Kübalı bir anne ve Arjantinli bir babanın çocuğu olarak Buenos Aires – Arjantin’de dünyaya gelen Cristina Barr ile sanat yaşamı üzerine konuştuk.
Cristina, 2001 yılından beri yaşadığı Paris’e gelmek için Arjantin’i ve İngiliz Edebiyatı öğretmenliği kariyerini terk etti. Zaman zaman esas olarak Latin Amerika toplumlarında hâlâ var olan sosyal ve cinsel konulara meydan okuyan, rahatsız edici tablolar yaratmak için renkli ve güçlü fırça darbeleri kullanıyor.
Resimlerinizde neleri anlatıyorsunuz ve resim yaparken nelerden ilham alıyorsunuz?
İnsanlığın durumuyla, çizdiğim karakterlerin psikolojik derinlikleriyle, onların güçlerini ve aynı zamanda savunmasızlıklarını açığa çıkarmakla ilgileniyorum. Modellerimi ağırlıklı olarak sosyal medyadan seçiyorum. Instagram’da kısacık bir zafer anı için çabalayan insanlar. “Benlik” performansı yaratan insanlar. İzleyicinin, karakterlerimin varlığı ile “rahatsız olmasını” isterim. Öte yandan, izleyicinin “röntgenci” deneyimiyle de ilgileniyorum. Bu yüzden büyük, gerçek boyutlu formatları seçiyorum. Benliklerin yüzleşmesini hedefliyorum.

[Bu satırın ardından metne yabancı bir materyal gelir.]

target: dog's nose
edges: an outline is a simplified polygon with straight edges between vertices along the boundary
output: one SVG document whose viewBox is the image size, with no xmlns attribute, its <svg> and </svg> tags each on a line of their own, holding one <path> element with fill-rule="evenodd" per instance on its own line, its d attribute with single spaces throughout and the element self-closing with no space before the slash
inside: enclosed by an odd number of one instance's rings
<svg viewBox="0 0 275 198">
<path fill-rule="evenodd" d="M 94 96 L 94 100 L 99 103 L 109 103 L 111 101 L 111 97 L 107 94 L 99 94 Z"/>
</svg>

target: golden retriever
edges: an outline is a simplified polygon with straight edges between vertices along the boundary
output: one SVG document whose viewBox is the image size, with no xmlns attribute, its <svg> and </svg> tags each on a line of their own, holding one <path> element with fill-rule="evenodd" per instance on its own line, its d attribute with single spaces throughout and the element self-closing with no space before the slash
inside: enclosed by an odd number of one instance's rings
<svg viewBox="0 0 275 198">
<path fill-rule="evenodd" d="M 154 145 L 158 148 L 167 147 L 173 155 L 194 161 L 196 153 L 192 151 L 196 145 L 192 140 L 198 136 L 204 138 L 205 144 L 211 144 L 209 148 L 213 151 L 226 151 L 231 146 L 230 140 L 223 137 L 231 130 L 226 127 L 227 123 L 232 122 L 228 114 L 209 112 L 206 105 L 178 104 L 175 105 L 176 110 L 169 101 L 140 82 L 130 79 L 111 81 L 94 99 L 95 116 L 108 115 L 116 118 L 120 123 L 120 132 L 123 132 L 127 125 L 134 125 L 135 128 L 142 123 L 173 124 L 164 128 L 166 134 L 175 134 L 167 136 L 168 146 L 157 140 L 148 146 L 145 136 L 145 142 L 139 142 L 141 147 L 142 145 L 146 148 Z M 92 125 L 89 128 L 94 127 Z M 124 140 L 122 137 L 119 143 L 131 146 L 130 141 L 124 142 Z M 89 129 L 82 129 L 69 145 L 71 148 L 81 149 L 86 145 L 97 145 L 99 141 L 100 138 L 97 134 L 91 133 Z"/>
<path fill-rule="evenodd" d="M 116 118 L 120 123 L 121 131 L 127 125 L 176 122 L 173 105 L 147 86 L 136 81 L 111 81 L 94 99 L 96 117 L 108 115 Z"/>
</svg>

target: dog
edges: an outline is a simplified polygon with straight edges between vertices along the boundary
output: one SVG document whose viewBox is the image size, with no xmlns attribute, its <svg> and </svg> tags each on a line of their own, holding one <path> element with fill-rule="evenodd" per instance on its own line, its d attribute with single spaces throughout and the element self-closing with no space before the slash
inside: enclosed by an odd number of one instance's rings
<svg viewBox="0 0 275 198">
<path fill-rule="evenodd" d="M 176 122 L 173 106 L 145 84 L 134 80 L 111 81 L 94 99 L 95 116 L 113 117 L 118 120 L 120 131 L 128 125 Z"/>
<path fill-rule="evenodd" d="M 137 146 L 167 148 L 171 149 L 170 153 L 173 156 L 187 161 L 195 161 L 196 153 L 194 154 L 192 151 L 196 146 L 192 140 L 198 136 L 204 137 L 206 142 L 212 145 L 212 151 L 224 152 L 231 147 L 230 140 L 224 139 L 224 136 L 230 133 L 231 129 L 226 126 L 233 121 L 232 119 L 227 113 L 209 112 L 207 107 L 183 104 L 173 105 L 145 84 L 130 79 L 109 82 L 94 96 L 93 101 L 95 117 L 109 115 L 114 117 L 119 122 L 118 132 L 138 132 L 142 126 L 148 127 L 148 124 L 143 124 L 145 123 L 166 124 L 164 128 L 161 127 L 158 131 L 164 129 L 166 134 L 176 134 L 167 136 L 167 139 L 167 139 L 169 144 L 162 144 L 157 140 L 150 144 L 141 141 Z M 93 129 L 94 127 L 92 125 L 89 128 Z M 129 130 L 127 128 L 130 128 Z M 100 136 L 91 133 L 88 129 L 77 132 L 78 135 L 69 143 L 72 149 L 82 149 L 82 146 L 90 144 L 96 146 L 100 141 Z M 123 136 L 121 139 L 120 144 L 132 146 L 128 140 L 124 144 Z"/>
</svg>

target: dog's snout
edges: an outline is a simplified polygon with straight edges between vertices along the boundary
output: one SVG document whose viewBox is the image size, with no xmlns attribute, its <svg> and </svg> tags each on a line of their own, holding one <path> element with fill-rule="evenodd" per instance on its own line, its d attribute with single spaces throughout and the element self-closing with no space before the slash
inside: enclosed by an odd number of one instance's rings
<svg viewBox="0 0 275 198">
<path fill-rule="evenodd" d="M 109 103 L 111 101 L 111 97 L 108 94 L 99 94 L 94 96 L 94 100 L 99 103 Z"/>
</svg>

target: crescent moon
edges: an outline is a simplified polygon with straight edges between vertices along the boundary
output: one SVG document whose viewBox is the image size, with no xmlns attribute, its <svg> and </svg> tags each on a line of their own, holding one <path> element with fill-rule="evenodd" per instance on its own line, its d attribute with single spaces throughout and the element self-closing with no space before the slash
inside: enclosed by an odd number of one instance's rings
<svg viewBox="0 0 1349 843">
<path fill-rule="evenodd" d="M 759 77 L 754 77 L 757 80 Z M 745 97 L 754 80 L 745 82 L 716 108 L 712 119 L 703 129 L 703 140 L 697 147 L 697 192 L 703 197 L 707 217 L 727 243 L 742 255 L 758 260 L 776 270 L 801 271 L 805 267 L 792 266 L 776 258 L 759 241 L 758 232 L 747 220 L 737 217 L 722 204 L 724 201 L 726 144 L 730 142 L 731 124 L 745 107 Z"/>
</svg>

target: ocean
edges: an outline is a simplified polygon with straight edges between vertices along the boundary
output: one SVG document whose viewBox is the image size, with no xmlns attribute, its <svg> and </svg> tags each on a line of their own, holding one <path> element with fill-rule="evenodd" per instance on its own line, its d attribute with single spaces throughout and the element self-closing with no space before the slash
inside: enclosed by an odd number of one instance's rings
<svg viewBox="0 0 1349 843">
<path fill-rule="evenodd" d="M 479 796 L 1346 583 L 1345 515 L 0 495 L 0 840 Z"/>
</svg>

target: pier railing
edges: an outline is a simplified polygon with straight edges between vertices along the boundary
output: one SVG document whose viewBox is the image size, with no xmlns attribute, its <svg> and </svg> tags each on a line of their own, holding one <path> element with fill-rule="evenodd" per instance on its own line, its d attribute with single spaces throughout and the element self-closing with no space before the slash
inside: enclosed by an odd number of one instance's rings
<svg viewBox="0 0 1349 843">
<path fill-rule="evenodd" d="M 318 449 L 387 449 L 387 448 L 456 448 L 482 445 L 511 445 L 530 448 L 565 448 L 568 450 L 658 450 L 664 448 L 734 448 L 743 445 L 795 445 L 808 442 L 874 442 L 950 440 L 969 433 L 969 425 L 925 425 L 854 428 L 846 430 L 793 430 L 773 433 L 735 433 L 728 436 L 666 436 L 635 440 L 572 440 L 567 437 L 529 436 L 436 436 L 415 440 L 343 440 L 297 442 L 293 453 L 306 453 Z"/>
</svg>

Resim yapmaya başladığınızda hangi sanat akımlarından etkilendiniz ve şu an kendinizi hangi sanat akımına veya akımlarına yakın hissediyorsunuz?

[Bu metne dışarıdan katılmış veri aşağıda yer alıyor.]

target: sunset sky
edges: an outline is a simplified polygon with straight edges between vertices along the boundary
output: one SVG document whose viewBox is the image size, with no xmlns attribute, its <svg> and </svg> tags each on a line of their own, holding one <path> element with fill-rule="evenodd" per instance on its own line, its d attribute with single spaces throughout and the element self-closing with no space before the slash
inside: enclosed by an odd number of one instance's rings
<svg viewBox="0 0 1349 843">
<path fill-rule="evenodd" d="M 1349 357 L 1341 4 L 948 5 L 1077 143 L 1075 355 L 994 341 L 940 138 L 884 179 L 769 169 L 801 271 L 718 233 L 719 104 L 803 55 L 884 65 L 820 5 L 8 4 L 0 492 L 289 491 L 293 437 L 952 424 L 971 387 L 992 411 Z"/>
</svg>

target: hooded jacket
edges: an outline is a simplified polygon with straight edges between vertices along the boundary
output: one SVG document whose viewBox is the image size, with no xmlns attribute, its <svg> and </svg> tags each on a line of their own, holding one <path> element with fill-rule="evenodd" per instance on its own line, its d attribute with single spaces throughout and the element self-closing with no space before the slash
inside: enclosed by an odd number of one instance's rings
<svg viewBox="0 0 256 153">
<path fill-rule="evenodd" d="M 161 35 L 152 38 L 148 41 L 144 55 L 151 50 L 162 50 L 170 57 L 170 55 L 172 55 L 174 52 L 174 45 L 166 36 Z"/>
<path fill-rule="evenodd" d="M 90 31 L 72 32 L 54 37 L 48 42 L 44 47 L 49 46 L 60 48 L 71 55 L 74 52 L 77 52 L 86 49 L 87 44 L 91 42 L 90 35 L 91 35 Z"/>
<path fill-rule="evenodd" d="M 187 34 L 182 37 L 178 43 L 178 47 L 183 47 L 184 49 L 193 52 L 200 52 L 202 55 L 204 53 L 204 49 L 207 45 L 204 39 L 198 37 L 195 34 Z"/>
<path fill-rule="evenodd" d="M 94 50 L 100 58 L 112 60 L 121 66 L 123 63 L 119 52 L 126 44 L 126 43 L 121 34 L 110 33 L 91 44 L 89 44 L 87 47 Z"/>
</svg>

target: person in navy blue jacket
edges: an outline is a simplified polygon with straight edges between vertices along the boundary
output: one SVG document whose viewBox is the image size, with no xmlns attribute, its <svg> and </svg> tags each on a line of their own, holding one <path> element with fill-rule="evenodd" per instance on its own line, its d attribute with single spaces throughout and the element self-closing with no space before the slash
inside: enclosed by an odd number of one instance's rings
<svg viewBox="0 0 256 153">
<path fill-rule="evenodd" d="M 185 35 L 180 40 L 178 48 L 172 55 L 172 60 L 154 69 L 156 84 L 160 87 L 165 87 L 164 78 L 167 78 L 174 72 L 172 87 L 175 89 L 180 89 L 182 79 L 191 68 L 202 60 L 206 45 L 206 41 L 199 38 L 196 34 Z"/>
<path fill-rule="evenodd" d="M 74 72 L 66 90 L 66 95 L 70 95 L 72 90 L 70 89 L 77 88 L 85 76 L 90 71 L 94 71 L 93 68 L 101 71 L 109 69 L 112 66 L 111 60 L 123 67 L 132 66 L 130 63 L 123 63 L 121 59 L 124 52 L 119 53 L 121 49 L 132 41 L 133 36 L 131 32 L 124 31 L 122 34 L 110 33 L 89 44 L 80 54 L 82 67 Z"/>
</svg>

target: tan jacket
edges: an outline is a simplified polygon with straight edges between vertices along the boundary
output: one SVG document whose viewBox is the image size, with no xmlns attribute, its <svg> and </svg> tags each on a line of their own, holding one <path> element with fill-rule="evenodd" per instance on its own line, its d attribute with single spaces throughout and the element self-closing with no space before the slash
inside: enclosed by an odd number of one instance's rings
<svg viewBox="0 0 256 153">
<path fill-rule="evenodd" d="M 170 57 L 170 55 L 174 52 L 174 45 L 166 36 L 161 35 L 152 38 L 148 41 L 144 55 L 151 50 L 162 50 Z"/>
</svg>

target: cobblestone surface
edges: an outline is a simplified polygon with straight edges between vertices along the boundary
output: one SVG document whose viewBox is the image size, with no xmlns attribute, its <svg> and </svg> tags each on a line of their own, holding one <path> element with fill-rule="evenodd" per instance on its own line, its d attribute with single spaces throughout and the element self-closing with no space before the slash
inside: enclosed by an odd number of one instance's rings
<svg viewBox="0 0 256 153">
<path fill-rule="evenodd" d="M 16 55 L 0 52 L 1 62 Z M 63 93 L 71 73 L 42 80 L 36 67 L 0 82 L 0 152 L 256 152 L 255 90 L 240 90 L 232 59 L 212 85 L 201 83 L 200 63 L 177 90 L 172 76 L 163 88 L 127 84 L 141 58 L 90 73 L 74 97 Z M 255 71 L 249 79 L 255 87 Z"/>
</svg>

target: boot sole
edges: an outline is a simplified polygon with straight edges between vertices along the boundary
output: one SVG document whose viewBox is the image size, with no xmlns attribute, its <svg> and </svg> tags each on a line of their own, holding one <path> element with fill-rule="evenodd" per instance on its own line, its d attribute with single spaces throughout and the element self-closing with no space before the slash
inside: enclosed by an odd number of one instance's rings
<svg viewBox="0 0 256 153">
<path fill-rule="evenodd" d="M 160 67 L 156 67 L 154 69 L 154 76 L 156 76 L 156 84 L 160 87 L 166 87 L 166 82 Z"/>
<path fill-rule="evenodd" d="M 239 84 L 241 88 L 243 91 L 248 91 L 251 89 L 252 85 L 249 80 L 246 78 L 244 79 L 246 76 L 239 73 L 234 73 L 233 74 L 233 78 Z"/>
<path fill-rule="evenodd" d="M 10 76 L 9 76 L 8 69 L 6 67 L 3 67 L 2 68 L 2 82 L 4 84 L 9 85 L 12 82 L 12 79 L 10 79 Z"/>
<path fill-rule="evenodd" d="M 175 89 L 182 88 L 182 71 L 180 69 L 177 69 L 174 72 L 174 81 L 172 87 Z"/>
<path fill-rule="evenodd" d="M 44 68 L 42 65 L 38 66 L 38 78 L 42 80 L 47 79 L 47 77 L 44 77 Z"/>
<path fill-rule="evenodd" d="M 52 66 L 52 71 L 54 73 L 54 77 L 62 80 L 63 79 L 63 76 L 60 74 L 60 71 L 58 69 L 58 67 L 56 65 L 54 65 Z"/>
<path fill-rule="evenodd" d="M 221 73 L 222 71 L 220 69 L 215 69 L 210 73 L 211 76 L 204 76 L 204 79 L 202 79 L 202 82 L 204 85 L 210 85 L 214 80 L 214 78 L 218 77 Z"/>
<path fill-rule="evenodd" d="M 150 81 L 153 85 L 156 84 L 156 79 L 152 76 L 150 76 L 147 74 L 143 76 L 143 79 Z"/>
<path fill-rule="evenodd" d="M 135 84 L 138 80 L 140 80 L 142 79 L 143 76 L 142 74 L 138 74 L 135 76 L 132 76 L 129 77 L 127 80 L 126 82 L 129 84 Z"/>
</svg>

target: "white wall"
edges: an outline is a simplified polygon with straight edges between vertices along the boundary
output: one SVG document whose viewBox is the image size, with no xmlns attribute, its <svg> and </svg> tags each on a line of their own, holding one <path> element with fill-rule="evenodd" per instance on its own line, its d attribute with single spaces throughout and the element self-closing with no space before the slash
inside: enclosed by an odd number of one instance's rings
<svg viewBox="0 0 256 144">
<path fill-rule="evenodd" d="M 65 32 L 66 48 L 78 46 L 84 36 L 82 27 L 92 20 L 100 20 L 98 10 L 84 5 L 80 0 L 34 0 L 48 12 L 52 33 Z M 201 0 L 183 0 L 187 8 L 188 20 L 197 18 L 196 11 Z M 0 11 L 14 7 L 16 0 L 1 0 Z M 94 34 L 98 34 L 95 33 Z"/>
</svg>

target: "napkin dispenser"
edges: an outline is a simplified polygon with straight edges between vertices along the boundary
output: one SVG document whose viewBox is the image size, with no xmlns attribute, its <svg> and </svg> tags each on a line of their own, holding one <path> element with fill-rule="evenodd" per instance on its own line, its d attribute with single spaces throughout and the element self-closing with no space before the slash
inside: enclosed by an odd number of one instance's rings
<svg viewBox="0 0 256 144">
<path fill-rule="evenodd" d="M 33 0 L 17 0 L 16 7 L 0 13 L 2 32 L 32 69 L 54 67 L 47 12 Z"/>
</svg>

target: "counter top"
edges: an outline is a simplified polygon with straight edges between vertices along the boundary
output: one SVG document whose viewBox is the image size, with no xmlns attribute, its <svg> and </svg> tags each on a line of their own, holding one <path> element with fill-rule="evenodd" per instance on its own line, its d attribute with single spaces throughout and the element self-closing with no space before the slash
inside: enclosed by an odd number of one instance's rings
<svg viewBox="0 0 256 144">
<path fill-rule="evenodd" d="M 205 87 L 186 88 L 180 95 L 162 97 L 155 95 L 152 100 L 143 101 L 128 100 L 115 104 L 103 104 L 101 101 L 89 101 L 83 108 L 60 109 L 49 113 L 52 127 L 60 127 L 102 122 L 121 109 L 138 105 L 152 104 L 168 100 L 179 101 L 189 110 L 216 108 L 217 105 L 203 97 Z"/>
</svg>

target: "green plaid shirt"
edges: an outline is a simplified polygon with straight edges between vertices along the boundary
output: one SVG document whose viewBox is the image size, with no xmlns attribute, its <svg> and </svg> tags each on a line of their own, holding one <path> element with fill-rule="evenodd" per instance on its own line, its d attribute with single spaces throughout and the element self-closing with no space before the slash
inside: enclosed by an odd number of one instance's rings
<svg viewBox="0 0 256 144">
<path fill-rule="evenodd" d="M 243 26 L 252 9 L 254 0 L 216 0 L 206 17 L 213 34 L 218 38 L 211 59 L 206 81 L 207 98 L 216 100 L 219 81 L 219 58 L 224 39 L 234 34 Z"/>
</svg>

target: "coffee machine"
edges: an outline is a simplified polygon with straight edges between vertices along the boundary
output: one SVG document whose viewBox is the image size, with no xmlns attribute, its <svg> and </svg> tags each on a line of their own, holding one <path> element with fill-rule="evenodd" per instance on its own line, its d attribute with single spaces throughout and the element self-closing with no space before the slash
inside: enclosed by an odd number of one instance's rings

Resim yapmaya başladığımda, Amerikalı Richard Diebenkorn’dan, özellikle de daha sonra Bay Area figüratif hareketi olarak bilinen figüratif döneminden derinden etkilendim. Ama sonra daha radikal bir figürasyona ihtiyacım olduğunu hissettim. Tam o anda Alice Neel’in çalışmalarına rastladım ve bu şekilde resim yapmam gerektiğini fark ettim. Bugünlerde Marlene Dumas, Jenny Saville ve Jennifer Packer gibi farklı üsluplara sahip birçok kadın figüratif ressama hayranım.
Resim dışında neler yapıyorsunuz ve gerçekleştirmeyi planladığınız projeleriniz var mı?
Şu anda Arjantin, Buenos Aires’te ve İspanya Barselona’da 2023 için sergi hazırlığında olan tam zamanlı bir sanatçıyım.